Pão e vinho substituíram a carne e sangue (animal e humano), que por milhões de anos foi o
alimentos principais e preferidos dos homens nômades. “Este pão é meu e este vinho é o meu
sangue”, diz Jesus na Última Ceia. E seu A ingestão eucarística ritual é a recriação simbólica de um
comportamento demonizado pela cultura: sacrifício filial antropofágico. Esse comportamento é
analisado no A discussão como chave antropológica do filicídio.
** Incesto: relação carnal entre parentes, dentro os graus em que o casamento é proibido.
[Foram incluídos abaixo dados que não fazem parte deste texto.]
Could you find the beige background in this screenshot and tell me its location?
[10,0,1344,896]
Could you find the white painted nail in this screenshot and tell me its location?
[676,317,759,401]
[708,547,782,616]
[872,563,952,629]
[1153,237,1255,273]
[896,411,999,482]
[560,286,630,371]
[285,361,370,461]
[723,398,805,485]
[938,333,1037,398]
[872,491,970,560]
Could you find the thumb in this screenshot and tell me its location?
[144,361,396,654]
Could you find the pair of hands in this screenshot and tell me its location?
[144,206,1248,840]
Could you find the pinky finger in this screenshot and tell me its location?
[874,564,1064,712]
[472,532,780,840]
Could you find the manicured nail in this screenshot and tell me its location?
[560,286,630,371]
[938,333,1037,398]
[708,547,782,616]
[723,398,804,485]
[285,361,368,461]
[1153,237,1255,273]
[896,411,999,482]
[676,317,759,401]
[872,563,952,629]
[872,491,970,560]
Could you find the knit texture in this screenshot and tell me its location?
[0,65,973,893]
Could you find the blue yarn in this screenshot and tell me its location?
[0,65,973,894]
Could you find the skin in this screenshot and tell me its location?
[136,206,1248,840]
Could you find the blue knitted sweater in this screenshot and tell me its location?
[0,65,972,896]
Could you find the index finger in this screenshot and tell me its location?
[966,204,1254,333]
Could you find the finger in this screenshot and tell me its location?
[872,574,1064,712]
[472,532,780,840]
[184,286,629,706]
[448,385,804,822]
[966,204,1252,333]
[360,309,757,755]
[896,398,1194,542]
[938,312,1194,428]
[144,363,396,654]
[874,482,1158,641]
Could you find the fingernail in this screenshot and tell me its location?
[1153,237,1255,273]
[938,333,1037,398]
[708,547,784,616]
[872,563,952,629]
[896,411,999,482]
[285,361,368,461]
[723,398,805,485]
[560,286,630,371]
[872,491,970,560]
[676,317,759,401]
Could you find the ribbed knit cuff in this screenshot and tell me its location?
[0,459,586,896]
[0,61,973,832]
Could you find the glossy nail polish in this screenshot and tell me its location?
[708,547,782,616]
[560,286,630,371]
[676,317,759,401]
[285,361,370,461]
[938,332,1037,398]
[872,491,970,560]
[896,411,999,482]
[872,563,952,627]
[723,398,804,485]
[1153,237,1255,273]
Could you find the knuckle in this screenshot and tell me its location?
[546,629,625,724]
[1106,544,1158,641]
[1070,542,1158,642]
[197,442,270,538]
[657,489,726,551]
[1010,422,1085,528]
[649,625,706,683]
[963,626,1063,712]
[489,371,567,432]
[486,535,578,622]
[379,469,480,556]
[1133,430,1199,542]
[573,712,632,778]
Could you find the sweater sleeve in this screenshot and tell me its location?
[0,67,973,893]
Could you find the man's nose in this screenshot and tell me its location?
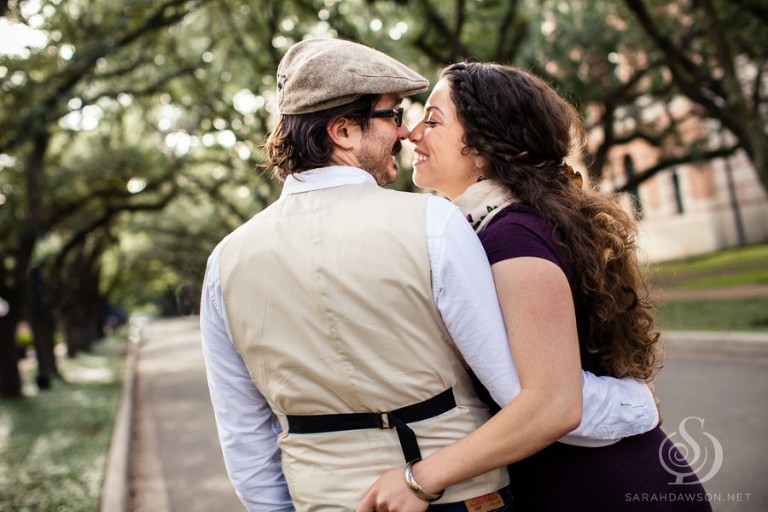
[408,124,421,142]
[397,123,411,140]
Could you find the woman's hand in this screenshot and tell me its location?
[355,468,429,512]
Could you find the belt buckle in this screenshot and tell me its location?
[374,411,395,430]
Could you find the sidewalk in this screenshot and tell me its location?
[101,317,244,512]
[102,317,768,512]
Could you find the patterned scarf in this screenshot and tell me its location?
[453,179,517,232]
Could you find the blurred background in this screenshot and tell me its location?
[0,0,768,508]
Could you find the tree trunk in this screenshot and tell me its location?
[0,294,22,398]
[29,265,59,389]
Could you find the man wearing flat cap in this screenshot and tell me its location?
[201,39,655,512]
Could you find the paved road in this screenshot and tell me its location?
[131,317,768,512]
[656,340,768,512]
[131,317,244,512]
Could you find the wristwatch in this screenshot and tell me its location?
[405,459,445,502]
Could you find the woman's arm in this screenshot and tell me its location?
[358,257,582,511]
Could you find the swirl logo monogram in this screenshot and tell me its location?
[659,416,723,485]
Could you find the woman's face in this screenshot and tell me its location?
[409,79,481,199]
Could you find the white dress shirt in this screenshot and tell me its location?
[200,167,659,511]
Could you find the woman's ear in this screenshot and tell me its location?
[326,117,361,149]
[474,153,488,177]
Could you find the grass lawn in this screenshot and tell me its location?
[0,338,126,512]
[648,244,768,331]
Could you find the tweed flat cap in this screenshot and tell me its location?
[277,38,429,114]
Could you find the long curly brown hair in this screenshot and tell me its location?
[441,62,661,380]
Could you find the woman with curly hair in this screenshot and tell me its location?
[358,62,711,512]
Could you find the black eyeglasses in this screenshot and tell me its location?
[371,107,403,128]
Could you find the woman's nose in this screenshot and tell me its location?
[408,123,421,142]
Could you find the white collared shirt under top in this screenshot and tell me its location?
[200,167,659,511]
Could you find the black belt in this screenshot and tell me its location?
[286,388,456,462]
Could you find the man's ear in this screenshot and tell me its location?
[326,117,362,149]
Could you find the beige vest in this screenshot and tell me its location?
[220,184,508,511]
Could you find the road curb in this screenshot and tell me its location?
[99,324,140,512]
[661,331,768,357]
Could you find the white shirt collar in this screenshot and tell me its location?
[280,165,376,196]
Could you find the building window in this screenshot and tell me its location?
[624,154,643,220]
[672,171,685,215]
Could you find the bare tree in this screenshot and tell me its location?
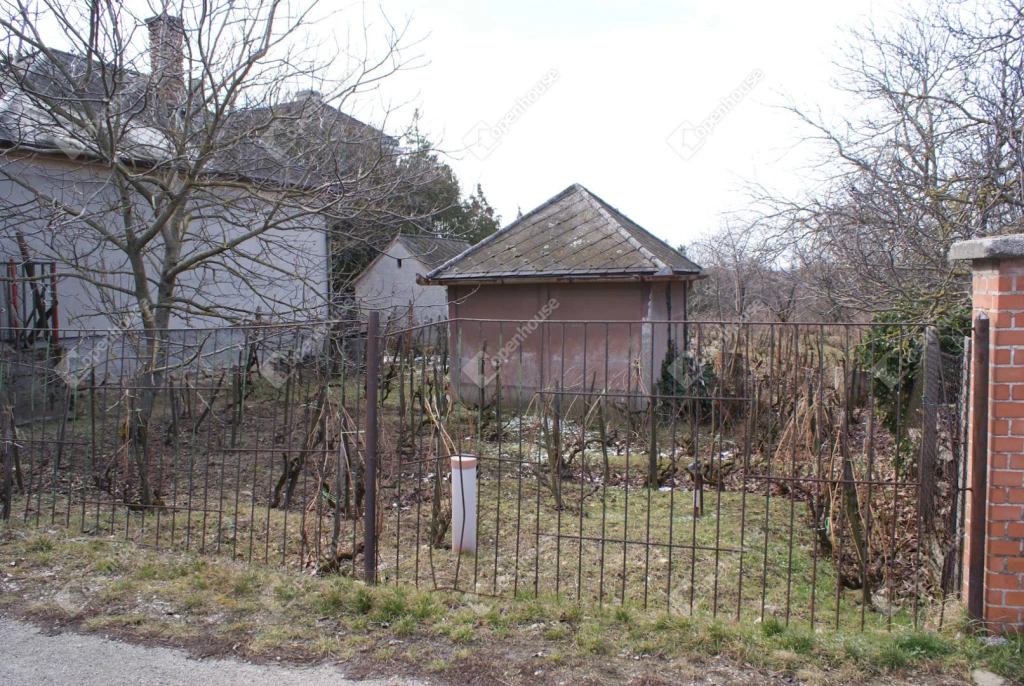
[733,0,1024,317]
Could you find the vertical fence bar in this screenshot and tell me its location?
[362,310,381,584]
[967,313,989,621]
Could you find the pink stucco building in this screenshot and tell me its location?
[422,184,702,409]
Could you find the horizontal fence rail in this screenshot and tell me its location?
[0,316,967,628]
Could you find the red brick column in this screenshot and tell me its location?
[949,235,1024,633]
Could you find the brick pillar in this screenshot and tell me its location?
[949,235,1024,633]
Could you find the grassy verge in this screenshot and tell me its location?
[0,526,1024,684]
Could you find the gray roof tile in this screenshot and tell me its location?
[426,183,701,283]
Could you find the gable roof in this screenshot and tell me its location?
[0,49,387,185]
[395,234,472,269]
[352,233,472,286]
[424,183,702,284]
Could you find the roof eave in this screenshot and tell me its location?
[416,271,708,286]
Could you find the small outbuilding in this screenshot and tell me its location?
[420,184,703,403]
[352,233,470,328]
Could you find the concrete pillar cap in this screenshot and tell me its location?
[949,233,1024,260]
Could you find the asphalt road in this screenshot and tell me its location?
[0,619,424,686]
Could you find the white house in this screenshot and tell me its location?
[352,234,471,328]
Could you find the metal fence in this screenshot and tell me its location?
[0,318,967,628]
[379,320,966,628]
[0,324,366,567]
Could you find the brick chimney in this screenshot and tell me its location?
[145,12,185,124]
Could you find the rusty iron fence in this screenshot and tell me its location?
[0,314,968,628]
[0,323,366,567]
[379,318,968,628]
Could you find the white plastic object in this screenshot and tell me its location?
[452,455,476,553]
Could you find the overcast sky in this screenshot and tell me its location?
[354,0,897,244]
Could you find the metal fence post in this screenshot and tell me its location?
[918,327,942,538]
[967,313,989,621]
[362,310,380,584]
[0,408,14,521]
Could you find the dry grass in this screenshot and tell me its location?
[0,526,1011,683]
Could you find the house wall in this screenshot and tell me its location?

- Outra síndrome filicida de Síndrome de Munchausen, um distúrbio crise psicológica que leva os
pais a causar doenças ¬ ou morte ¬ de seus filhos, para atrair a atenção e despertar a compaixão
46.
** Uma dessas crianças, Ismael Beah mal tinha completado 13 anos quando foi forçado pelas forças
do Rebeldes de Serra Leoa se juntar ao exército clandestino. No livro A longa estrada. Memórias de
uma criança-soldado, transforma seu trágica experiência de três anos, em que a realidade
devastadora da A guerra devastou aldeias inteiras, sua família e sua própria família. inocência, até
que três anos depois ele foi resgatado pela Unicef. 42
O filme Diamantes de Sangue (2007) ambientado na guerra civil de Serra Leoa em 1999 e estrelado
por Leonardo DiCaprio, mostra a carnificina humana e o rapto de crianças para o seu doutrinação
ideológica e militar pela Frente Única Revolucionária Africana.